The `default` tracking provider is used by default. To use a different tracking provider, specify the provider
name in the `om.runtime.experiment` context manager.

.. code::

    with om.runtime.experiment('profiled', provider='profiling') as exp:
        om.runtime.ping()
    exp.data()

The `profiling` tracking provider logs detailed system statistics such as cpu and memory usage. The data can be
retrieved using the `exp.data()` method.

.. image:: /images/exp_profiling_data.png

All tracking providers support the same API. They main methods are:

* `start()`: Start a new run
* `stop()`: Stop the current run
* `log_metric(name, value)`: Log a metric
* `log_param(name, value)`: Log a parameter
* `log_data(name, value)`: Log data
* `log_artifact(name, value)`: Log an artifact
* `data()`: Retrieve the data logged to the tracking provider


Drift Monitors
--------------

The drift monitor builds on the tracking system to provide drift detection and monitoring. There are two
types of drifts that can be monitored:

* Data drift: Changes in the distribution of input features. We're interested in P(X) changing over time.
  This is implemented as the `DataDriftMonitor` class.
* Model or concept drift: Changes in the distribution of target features. We're interested in P(Y|X) changing
  over time. This is implemented as the `ModelDriftMonitor` class.

The API for the drift monitors is the same for both types of drift. The main methods are:

* `snapshot()`: Take a snapshot of the input and target features
* `compare()`: Compare two snapshots
* `plot()`: Plot the results of the comparison

Monitoring Jobs
---------------

The drift monitor can be attached to a model, and scheduled to run at regular intervals. The monitor will take
snapshots of the input and target features of the model, and compare them to a baseline snapshot. If the
distribution of the features has changed significantly, the monitor will raise an alert.

To attach a drift monitor to a model, use the `exp.track()` method.

.. code::

    with om.runtime.experiment('housing', autotrack=True) as exp:
        exp.track('california', monitor=True, schedule='daily')

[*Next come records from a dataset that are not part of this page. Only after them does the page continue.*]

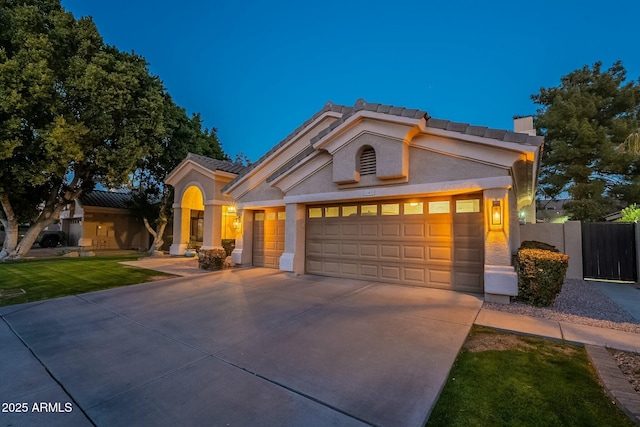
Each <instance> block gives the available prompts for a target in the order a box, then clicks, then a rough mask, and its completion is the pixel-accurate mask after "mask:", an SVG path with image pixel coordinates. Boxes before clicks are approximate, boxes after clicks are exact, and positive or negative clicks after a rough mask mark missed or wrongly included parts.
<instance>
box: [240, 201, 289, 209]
mask: <svg viewBox="0 0 640 427" xmlns="http://www.w3.org/2000/svg"><path fill="white" fill-rule="evenodd" d="M284 205H285V203H284V201H283V200H259V201H255V202H243V203H236V207H237V209H249V210H259V209H262V208H274V207H281V206H282V207H284Z"/></svg>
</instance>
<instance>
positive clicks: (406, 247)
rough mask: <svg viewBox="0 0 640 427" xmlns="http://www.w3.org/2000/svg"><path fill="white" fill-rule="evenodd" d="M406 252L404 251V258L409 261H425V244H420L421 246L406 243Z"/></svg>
mask: <svg viewBox="0 0 640 427" xmlns="http://www.w3.org/2000/svg"><path fill="white" fill-rule="evenodd" d="M402 249H403V251H404V253H403V258H404V259H405V260H407V261H412V262H416V261H417V262H424V261H425V246H424V245H420V246H414V245H411V246H408V245H406V244H405V245H404V246H403V247H402Z"/></svg>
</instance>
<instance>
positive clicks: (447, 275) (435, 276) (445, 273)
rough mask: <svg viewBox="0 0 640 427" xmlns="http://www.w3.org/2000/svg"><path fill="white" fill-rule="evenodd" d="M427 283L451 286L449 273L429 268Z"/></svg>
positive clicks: (441, 270) (445, 270)
mask: <svg viewBox="0 0 640 427" xmlns="http://www.w3.org/2000/svg"><path fill="white" fill-rule="evenodd" d="M429 283H433V284H439V285H445V286H451V271H450V270H438V269H435V268H430V269H429Z"/></svg>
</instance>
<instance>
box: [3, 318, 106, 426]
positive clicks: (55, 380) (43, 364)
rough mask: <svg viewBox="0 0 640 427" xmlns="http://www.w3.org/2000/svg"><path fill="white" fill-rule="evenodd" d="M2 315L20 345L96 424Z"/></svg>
mask: <svg viewBox="0 0 640 427" xmlns="http://www.w3.org/2000/svg"><path fill="white" fill-rule="evenodd" d="M1 317H2V321H3V322H4V323H5V324H6V325H7V327H8V328H9V330H10V331H11V332H12V333H13V334H14V335H15V336H16V338H18V339H19V340H20V342H21V343H22V345H24V347H25V348H26V349H27V350H28V351H29V353H31V355H32V356H33V358H34V359H35V360H37V361H38V363H39V364H40V366H42V368H43V369H44V370H45V372H46V373H47V375H49V377H50V378H51V379H52V380H53V381H54V382H55V383H56V385H57V386H58V387H60V389H62V391H63V392H64V393H65V394H66V395H67V396H68V397H69V399H70V400H71V401H72V402H73V404H74V405H75V407H76V408H78V409H79V410H80V412H82V414H83V415H84V416H85V418H86V419H87V421H88V422H90V423H91V425H93V426H96V423H94V422H93V420H92V419H91V417H90V416H89V414H87V412H86V411H85V410H84V408H83V407H82V406H80V404H79V403H78V401H77V400H76V399H75V398H74V397H73V395H72V394H71V393H70V392H69V390H67V389H66V388H65V386H64V384H62V382H61V381H60V380H59V379H58V378H56V376H55V375H53V372H51V371H50V370H49V368H48V367H47V365H45V364H44V362H43V361H42V359H40V357H38V355H37V354H36V352H35V351H33V349H32V348H31V347H30V346H29V345H28V344H27V343H26V342H25V340H24V339H22V337H21V336H20V334H18V332H17V331H16V330H15V329H13V327H12V326H11V323H9V322H8V321H7V319H5V318H4V316H1Z"/></svg>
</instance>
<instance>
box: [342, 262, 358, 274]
mask: <svg viewBox="0 0 640 427" xmlns="http://www.w3.org/2000/svg"><path fill="white" fill-rule="evenodd" d="M342 274H343V275H345V276H348V277H358V264H356V263H349V262H343V263H342Z"/></svg>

This will create a new job in om.jobs, as `monitors/<experiment>/<model>`, that will run the monitor at the
specified interval. The monitor has the following format:

.. code::

    # configure
    import omegaml as om
    # -- the name of the experiment
    experiment = '{experiment}'
    # -- the name of the model
    name = '{meta.name}'
    # -- the name of the monitoring provider
    provider = '{provider}'
    # -- the alert rules
    alerts = {alerts}
    # snapshot recent state and capture drift
    with om.runtime.model(name).experiment(experiment) as exp:
        mon = exp.as_monitor(name, store=om.models, provider=provider)
        mon.snapshot(since='last')
        mon.capture(alerts=alerts)

This does the following:

1. For the given model, access the DriftMonitor
2. Take a snapshot of all the input features (X) and output predictions (Y), since the last snapshot
3. Capture any drift and log an alert if the distribution of the features has changed significantly

The monitor job may be scheduled to run at regular intervals, such as daily, weekly, or monthly. The job
can be customized to include additional processing, e.g. to send an email or slack message, to update a
dashboard or an external database.


Clearing experiments and monitors
+++++++++++++++++++++++++++++++++

Experiments and monitors both keep their data in the `om.datasets` storage system. For every experiment,
the data is stored in a seperate dataset. The monitoring system's snapshots are stored in the same dataset,
as monitors are always linked to an experiment. In general, the tracking system is designed to be immutable,
short of manipulating the underlying storage system directly. That is to say, once data is logged, it cannot be
deleted or modified. However, experiments and monitors can be cleared, which will remove all data associated with
the experiment or monitor.

.. warning::

    To clear an experiment or monitor, use the `exp.clear(force=True)` method. This will remove all data associated
    with the experiment or monitor, including all underlying events. This action is not reversible.